INTUITIVE SURVIVAL

Personal stories showing how intuition, signs, awareness and divination are used to give direction and aid survival in daily life, relationships and crises.

August 09, 2013

Granny goes to university


After retiring, Bunty was eager to achieve a lifetime ambition to study literature at university. Her fellow students were very happy to accept a grandmother in classes, but the lecturers were openly rude and dismissive towards her.

"The university administrator was happy to take my money," sighs Bunty, "but she never warned me that mature aged students are disliked by the teaching staff."

"I was so afraid of being ostracized by the young students that it never even occurred to me that the teaching staff would be a problem," explains Bunty.

"Most of the lecturers are approaching retirement age and are of my generation rather than very much younger than me," says Bunty, "and I suppose this is the problem. They just don't expect to be teaching someone of my age and probably resent the fact that I'm retired and they're not."

"From the very first day in classes I was picked on and discriminated against," says Bunty.

"I sat at the back of the class - not wanting to draw attention to myself - and the male lecturer deliberately selected me to start the introductions."

"I had to stand up and tell my life story - like a little kid - and I really resented this," says Bunty. "I didn't expect university to be like a kindergarten!"

"At the next class we had a women lecturer who didn't do the introductory stuff but chose instead to humiliate me in an extraordinary manner by asking me whether I was in the right room. Apparently, they had special 'geriatric' non-graduate' classes at the university and she was suggesting - in an oblique way - that I was more suited to that class than hers!"

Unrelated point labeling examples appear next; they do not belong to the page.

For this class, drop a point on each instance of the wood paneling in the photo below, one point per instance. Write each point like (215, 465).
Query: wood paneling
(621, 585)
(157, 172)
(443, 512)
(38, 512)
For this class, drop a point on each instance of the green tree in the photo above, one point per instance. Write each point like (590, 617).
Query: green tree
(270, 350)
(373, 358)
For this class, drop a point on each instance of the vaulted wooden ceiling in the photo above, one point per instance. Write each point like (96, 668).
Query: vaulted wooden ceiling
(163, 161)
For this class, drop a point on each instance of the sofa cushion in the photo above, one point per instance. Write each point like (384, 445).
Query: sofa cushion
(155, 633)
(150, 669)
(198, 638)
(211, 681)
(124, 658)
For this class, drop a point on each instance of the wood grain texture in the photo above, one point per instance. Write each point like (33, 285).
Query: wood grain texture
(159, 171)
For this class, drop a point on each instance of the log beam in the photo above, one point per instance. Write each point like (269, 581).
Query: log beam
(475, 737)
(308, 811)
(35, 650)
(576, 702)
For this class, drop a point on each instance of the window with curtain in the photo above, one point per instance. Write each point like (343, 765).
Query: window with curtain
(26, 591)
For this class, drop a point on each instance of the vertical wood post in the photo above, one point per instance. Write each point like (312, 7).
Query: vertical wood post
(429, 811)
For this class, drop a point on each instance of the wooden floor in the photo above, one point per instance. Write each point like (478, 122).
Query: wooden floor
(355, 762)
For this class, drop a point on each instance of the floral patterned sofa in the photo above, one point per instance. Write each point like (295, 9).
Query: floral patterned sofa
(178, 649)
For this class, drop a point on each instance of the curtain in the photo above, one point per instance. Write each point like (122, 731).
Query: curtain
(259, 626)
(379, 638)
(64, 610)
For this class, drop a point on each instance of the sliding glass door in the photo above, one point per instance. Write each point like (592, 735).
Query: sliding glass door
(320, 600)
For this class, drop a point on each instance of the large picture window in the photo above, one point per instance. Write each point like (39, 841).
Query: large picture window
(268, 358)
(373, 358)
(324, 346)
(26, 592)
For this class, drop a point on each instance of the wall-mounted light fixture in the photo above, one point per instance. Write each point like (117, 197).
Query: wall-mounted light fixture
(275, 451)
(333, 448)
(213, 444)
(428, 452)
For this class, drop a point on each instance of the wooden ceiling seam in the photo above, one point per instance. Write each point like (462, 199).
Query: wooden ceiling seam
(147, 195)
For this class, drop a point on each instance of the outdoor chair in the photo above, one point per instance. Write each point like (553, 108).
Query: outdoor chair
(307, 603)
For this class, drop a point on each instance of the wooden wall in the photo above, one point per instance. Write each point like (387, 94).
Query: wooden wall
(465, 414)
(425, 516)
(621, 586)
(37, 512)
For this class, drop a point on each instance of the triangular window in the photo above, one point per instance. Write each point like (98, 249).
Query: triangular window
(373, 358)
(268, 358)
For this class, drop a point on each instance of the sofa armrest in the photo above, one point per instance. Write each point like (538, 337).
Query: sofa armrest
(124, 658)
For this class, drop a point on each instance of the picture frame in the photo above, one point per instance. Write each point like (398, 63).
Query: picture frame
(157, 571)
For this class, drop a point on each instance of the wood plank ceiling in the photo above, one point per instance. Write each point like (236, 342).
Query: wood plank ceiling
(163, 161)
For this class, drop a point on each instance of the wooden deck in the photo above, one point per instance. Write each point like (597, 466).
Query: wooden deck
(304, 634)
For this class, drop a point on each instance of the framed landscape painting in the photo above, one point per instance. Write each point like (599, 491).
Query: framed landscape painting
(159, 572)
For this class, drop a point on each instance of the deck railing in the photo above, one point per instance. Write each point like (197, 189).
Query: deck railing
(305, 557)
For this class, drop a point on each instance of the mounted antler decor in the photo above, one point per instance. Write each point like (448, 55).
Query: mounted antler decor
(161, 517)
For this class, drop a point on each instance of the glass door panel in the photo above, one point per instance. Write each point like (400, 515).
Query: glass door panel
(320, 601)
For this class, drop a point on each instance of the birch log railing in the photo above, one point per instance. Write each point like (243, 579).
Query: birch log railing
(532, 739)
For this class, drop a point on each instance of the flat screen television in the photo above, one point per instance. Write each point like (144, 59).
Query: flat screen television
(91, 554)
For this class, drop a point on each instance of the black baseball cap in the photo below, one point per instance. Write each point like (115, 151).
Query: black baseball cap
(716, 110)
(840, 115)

"As the weeks wore on I was subjected to intense scrutiny by the lecturers," says Bunty.

"There was one male lecturer who hounded me. He would walk to the back of the class and pick up my books to see whether I had prepared for the lesson by highlighting the relevant chapters - like the other students did - and when he saw my pristine books he refused to believe that I had done my homework!"

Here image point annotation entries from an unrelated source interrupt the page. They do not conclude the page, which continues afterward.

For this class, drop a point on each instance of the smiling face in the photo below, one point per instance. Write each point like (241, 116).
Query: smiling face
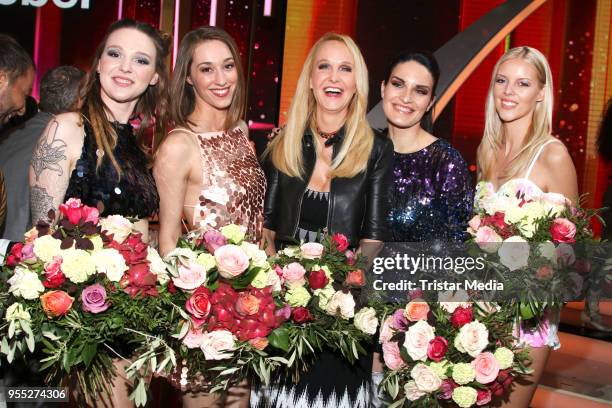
(13, 94)
(127, 66)
(517, 90)
(407, 94)
(332, 78)
(213, 74)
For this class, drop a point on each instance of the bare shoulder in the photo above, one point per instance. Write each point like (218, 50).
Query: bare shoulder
(177, 145)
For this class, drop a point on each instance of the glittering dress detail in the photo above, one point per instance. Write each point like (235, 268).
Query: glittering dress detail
(546, 333)
(132, 195)
(431, 197)
(233, 183)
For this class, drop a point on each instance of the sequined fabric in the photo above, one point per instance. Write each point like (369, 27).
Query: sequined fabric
(234, 185)
(431, 197)
(132, 195)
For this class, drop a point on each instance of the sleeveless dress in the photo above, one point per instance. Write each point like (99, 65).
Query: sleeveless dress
(132, 195)
(331, 382)
(233, 183)
(546, 334)
(232, 192)
(431, 196)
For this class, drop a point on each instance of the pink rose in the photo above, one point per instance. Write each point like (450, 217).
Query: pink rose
(190, 276)
(94, 299)
(386, 332)
(417, 310)
(232, 261)
(90, 214)
(487, 239)
(214, 240)
(392, 355)
(312, 250)
(486, 367)
(294, 273)
(483, 398)
(475, 222)
(193, 339)
(563, 230)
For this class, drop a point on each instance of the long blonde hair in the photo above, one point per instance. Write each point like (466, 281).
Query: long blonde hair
(541, 124)
(286, 149)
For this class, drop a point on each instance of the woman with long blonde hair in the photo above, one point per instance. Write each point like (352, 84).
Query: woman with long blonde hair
(518, 150)
(327, 172)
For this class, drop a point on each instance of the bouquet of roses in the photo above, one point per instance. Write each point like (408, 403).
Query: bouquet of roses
(223, 311)
(81, 293)
(449, 354)
(320, 287)
(535, 241)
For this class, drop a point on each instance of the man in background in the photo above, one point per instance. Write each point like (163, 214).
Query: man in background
(59, 90)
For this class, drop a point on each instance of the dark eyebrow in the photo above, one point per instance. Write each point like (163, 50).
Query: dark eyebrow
(121, 48)
(210, 63)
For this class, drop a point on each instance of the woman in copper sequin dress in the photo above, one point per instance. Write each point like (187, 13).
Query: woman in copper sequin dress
(206, 170)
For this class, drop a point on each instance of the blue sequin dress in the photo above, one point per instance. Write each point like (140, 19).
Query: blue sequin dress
(432, 195)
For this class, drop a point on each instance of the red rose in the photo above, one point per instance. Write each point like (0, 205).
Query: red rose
(56, 303)
(340, 241)
(198, 305)
(301, 315)
(484, 397)
(436, 350)
(317, 279)
(563, 230)
(462, 316)
(355, 278)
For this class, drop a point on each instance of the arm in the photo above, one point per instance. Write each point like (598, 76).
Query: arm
(52, 160)
(171, 171)
(270, 205)
(559, 171)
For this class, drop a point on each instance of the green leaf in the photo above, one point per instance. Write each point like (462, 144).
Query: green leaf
(89, 352)
(279, 338)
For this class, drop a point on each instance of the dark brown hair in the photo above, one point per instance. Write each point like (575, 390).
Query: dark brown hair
(152, 104)
(182, 93)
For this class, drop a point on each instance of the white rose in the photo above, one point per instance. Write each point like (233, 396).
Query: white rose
(564, 255)
(417, 340)
(341, 304)
(256, 255)
(77, 265)
(451, 300)
(110, 262)
(25, 283)
(216, 344)
(46, 247)
(15, 312)
(514, 253)
(425, 378)
(547, 250)
(366, 321)
(324, 295)
(157, 266)
(472, 338)
(412, 391)
(118, 226)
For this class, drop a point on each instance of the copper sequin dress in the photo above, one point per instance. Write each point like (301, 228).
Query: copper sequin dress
(233, 183)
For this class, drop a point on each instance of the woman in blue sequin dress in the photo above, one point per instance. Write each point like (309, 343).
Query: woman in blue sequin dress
(431, 195)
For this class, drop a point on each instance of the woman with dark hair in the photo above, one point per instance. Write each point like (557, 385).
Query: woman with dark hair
(94, 155)
(206, 171)
(431, 195)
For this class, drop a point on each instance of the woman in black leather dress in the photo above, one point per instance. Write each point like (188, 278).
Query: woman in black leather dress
(95, 155)
(327, 171)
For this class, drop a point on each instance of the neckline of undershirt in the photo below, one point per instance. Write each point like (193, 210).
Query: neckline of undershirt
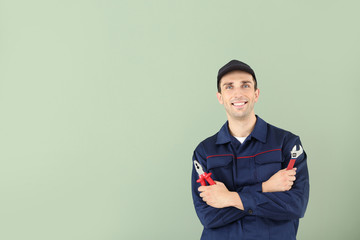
(241, 139)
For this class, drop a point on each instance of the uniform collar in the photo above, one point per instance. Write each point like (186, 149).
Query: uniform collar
(259, 132)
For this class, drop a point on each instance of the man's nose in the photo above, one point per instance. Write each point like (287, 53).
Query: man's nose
(237, 92)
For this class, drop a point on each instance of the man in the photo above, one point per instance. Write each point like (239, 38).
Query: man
(254, 196)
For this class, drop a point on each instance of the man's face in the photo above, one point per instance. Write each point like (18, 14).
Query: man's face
(238, 95)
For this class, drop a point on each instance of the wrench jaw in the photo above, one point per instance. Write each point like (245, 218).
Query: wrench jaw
(296, 153)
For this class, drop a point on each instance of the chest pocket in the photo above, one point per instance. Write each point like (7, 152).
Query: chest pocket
(267, 164)
(222, 170)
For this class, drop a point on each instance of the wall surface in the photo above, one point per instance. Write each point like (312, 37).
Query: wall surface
(103, 102)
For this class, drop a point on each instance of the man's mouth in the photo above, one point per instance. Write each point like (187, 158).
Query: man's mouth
(239, 104)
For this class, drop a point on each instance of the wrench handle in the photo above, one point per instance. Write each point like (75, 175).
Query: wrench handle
(291, 164)
(209, 179)
(201, 180)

"I have too much respect for books to deface them with highlighting and scribbles," explains Bunty, "but he was more interested in believing whatever he wanted to believe in than anything I had to say."

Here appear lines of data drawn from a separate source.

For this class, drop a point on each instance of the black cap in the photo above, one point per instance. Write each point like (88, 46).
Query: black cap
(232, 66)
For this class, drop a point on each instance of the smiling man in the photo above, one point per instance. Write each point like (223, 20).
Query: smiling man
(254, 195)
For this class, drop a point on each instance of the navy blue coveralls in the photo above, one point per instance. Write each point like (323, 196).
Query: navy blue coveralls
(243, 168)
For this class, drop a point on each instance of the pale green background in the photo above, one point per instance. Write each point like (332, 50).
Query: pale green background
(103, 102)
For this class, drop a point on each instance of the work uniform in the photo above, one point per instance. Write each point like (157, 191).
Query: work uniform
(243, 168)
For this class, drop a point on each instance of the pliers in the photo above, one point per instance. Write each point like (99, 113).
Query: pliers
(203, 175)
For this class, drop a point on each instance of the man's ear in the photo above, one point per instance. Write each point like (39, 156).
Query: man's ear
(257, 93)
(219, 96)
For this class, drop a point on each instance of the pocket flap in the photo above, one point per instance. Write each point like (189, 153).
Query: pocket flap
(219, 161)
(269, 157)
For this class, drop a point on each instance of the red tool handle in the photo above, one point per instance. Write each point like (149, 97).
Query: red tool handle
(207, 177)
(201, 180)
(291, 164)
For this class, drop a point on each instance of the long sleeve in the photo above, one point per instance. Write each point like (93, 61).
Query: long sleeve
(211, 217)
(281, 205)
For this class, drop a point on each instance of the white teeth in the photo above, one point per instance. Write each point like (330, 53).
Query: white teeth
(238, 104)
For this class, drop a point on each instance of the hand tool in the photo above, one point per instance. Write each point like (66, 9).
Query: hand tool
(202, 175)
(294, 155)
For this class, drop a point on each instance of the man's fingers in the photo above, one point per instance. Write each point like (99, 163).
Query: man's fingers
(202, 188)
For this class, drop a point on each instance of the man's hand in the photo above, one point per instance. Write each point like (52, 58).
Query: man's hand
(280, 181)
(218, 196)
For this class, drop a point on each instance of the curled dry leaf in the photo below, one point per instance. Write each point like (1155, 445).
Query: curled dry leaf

"I called him the smiling assassin," laughs Bunty, "because he really did smile in an evil way when he spoke to me."

"He would always swoop on me to answer questions in the hope that I would make a fool of myself," says Bunty, "and unfortunately he succeeded most of the time."

"I hadn't studied anything since I'd left high school," sighs Bunty, "and I was looking forward to a relaxed course in literature where the lecturers lectured and all I had to do was listen and absorb."

"I wasn't expecting to have to prepare for each lesson and essentially be my own teacher," sighs Bunty. "What was I paying these guys for?"

"In addition to the daily lesson preparations, we had endless tests in preparation for the examinations," says Bunty, "and the whole thing was like a sausage factory."

"Finally, I came to the conclusion that the guys running the course weren't interested in teaching an appreciation of literature - or even capable of doing so," says Bunty. "Instead, they were churning out sausages for the sausage factory and my presence in their classes embarrassed them."

"Being judged by young students didn't bother them," explains Bunty, "but being judged - and exposed - by someone of their own age must have rattled them!"

"No wonder they resented me in their classes."

"Discrimination is based on fear, isn't it?"

"I didn't bother finishing the course," says Bunty. "Instead, I joined the 'geriatric' class and actually gained the type of education I wanted."